We don't have any of this trouble in imperative languages, say in Python:2

logging.py
log = ""

def double(x):
    global log
    log += f"Doubling {x}\n"
    return 2 * x

def add1(x):
    global log
    log += f"Adding 1 to {x}\n"
    return x + 1

def doublePlus1(x):
    return add1(double(x))

When we run doublePlus1, the log holds the expected log messages afterwards:

Python
>>> import logging
>>> logging.doublePlus1(5)
11
>>> print(logging.log)
Doubling 5
Adding 1 to 10

In our Python implementation, we are able to just compose add1 and double because the effect of producing the log is exactly this, an effect. It happens when the function runs, but the effect is not reflected in the function's return value. Since Haskell doesn't allow us to have such hidden effects, we need to resort to something like our Writer functor to decorate function return values, and then it is up to us to combine the results and log messages correctly, as we did in our definition of doublePlus1. Programming that way is a pain though.

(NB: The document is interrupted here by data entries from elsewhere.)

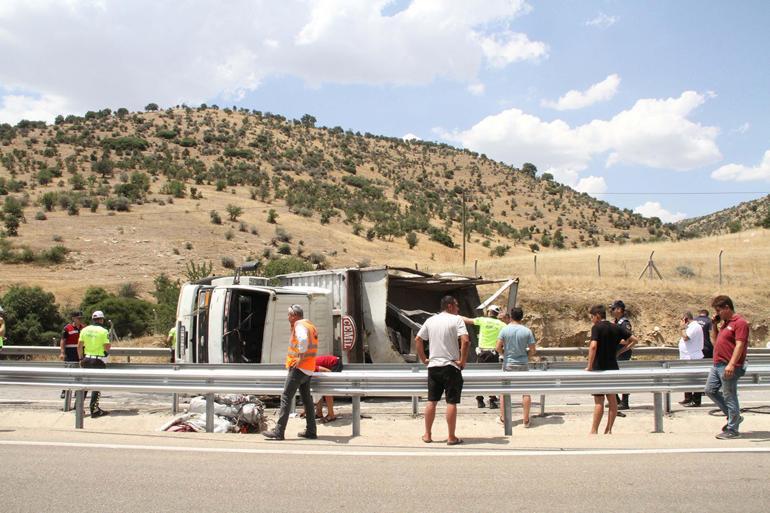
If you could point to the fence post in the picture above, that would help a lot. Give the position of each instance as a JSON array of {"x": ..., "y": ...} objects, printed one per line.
[
  {"x": 508, "y": 414},
  {"x": 209, "y": 413},
  {"x": 79, "y": 400},
  {"x": 67, "y": 400},
  {"x": 658, "y": 404},
  {"x": 356, "y": 415},
  {"x": 720, "y": 266}
]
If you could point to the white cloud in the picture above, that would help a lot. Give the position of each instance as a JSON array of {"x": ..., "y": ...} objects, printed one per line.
[
  {"x": 476, "y": 89},
  {"x": 15, "y": 107},
  {"x": 741, "y": 173},
  {"x": 594, "y": 185},
  {"x": 741, "y": 129},
  {"x": 655, "y": 209},
  {"x": 599, "y": 92},
  {"x": 602, "y": 20},
  {"x": 654, "y": 133},
  {"x": 507, "y": 47},
  {"x": 110, "y": 53}
]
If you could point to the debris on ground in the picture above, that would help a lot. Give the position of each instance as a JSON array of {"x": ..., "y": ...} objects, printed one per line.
[{"x": 233, "y": 413}]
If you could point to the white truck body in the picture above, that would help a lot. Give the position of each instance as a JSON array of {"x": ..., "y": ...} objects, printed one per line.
[
  {"x": 219, "y": 321},
  {"x": 244, "y": 320}
]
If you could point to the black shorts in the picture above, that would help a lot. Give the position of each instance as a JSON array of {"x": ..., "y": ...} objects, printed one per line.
[
  {"x": 71, "y": 354},
  {"x": 447, "y": 378}
]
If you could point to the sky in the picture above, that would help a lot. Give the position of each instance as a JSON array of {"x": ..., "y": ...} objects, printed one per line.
[{"x": 661, "y": 107}]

What Haskell does give us is the ability to define our own functions and operators. Hopefully, this will let us come up with a prettier implementation of doublePlus1. The key to the succinct definition of pureDoublePlus1 was the function composition operator:

(.) :: (b -> c) -> (a -> b) -> (a -> c)
(f . g) x = f (g x)

Can we come up with an operator that allows us to compose decorated functions? Let's call this operator (>=>). We want this operator to take g :: a -> Writer b and f :: b -> Writer c and produce from it a composed function g >=> f :: a -> Writer c which removes the decoration from g's return value, calls f on the undecorated value, and then combines the decoration removed from g's return value with f's decoration of its return value. This looks a lot like pure function composition using the (.) operator, only the return values of all functions involved are decorated using Writer:

f :: b ->        c    and    g :: a ->        b    ==>    f . g   :: a ->        c
f :: b -> Writer c    and    g :: a -> Writer b    ==>    g >=> f :: a -> Writer c

The order of the arguments is reversed: Instead of f >=> g, we write g >=> f, but that will make sense soon because we should think about something like f >=> g >=> h >=> k as a sequence of steps to be executed in this order.

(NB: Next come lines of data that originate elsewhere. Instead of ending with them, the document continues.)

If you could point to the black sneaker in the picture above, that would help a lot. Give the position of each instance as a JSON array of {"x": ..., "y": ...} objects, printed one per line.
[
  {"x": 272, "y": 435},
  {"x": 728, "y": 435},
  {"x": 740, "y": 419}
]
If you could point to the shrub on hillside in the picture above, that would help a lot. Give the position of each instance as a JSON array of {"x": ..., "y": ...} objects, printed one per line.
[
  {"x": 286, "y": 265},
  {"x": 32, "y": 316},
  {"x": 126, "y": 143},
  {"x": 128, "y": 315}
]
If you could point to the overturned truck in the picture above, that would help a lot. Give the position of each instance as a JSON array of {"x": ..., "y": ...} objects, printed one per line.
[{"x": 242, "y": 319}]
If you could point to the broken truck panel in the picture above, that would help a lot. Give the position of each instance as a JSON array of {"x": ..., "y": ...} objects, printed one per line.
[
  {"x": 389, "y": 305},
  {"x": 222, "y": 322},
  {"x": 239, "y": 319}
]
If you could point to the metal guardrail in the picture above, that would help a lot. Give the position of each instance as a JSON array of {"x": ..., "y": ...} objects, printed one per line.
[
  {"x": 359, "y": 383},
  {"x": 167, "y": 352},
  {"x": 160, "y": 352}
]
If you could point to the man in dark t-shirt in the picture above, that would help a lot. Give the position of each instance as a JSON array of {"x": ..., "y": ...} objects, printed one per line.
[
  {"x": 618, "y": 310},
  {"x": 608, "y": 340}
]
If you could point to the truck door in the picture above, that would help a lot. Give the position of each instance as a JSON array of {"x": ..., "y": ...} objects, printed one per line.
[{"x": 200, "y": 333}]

The definition of (>=>) practically writes itself and looks remarkably similar to our definition of doublePlus1:

(>=>) :: (a -> Writer b) -> (b -> Writer c) -> (a -> Writer c)
(f >=> g) x = let (y, msgG) = runWriter (g x)
                  (z, msgF) = runWriter (f y)
              in  (z, msgG ++ msgF)

With this in hand, we can now define doublePlus1 more succinctly:

doublePlus1 :: Int -> Writer Int
doublePlus1 = double >=> add1

We seem to have gained very little. Sure, our definition of doublePlus1 is short and very similar to the definition of pureDoublePlus1 now, but we had to write the (>=>) operator that does exactly the same as our original implementation of doublePlus1. What we have gained is the benefit of refactoring: the (>=>) operator allows us to compose functions whose return values are decorated by Writer anywhere in our code; we don't have to manually implement the composition of Writer-decorated functions again and again and again.

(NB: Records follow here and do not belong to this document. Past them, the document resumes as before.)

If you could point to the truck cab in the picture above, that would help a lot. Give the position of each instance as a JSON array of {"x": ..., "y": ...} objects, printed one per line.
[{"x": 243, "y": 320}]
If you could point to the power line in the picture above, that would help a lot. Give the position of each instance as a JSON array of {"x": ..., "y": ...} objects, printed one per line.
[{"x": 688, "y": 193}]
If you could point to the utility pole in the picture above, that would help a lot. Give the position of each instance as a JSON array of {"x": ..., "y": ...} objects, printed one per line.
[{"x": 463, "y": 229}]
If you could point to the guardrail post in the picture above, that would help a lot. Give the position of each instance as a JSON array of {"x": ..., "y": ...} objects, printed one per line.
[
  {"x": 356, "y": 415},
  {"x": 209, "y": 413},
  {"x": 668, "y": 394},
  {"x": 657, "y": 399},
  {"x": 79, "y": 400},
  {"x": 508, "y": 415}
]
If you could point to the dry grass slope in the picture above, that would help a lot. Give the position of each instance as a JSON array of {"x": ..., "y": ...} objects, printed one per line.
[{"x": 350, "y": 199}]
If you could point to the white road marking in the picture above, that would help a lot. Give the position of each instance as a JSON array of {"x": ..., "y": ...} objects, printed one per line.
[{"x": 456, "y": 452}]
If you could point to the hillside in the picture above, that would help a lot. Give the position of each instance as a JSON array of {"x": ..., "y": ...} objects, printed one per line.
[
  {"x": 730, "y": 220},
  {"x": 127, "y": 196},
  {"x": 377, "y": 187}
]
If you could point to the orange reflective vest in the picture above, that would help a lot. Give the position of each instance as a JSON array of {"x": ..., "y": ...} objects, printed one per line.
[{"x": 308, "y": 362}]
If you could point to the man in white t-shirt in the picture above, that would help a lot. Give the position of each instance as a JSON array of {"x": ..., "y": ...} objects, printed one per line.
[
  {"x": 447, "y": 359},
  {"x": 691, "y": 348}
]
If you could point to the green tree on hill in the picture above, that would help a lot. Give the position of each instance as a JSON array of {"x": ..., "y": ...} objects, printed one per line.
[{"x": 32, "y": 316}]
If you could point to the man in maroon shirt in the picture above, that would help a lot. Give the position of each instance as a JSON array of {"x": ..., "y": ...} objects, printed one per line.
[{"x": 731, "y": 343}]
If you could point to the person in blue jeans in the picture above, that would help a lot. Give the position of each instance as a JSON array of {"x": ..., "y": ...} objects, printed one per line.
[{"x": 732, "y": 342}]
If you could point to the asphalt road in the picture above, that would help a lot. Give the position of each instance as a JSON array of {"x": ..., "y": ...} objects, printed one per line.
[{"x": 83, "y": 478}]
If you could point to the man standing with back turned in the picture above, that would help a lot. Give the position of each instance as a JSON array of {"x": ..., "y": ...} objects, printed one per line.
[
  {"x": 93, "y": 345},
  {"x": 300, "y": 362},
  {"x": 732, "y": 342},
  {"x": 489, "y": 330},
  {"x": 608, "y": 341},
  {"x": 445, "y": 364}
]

Moreover, once we turn Writer into a proper monad, this composition operator will work quietly under the hood of Haskell's do-notation, which allows us to write code that looks a lot like imperative code. The Python implementation of doublePlus1,

def doublePlus1(x):
    y = double(x)
    return add1(y)

becomes

doublePlus1 :: Int -> Writer Int
doublePlus1 x = do
    y <- double x
    add1 y

So let's discuss the general concept of a monad next.

  1. Not that you'd ever write systems code in Haskell. That's what C, C++, Rust, and scripting languages are for. 

  2. This Python code uses global variables for something that could be done much more nicely using a Log class and by passing an object of this type to any function that would like to add to the log, but in the interest of keeping the example short, I opted for a quick and dirty solution with a global variable as a log.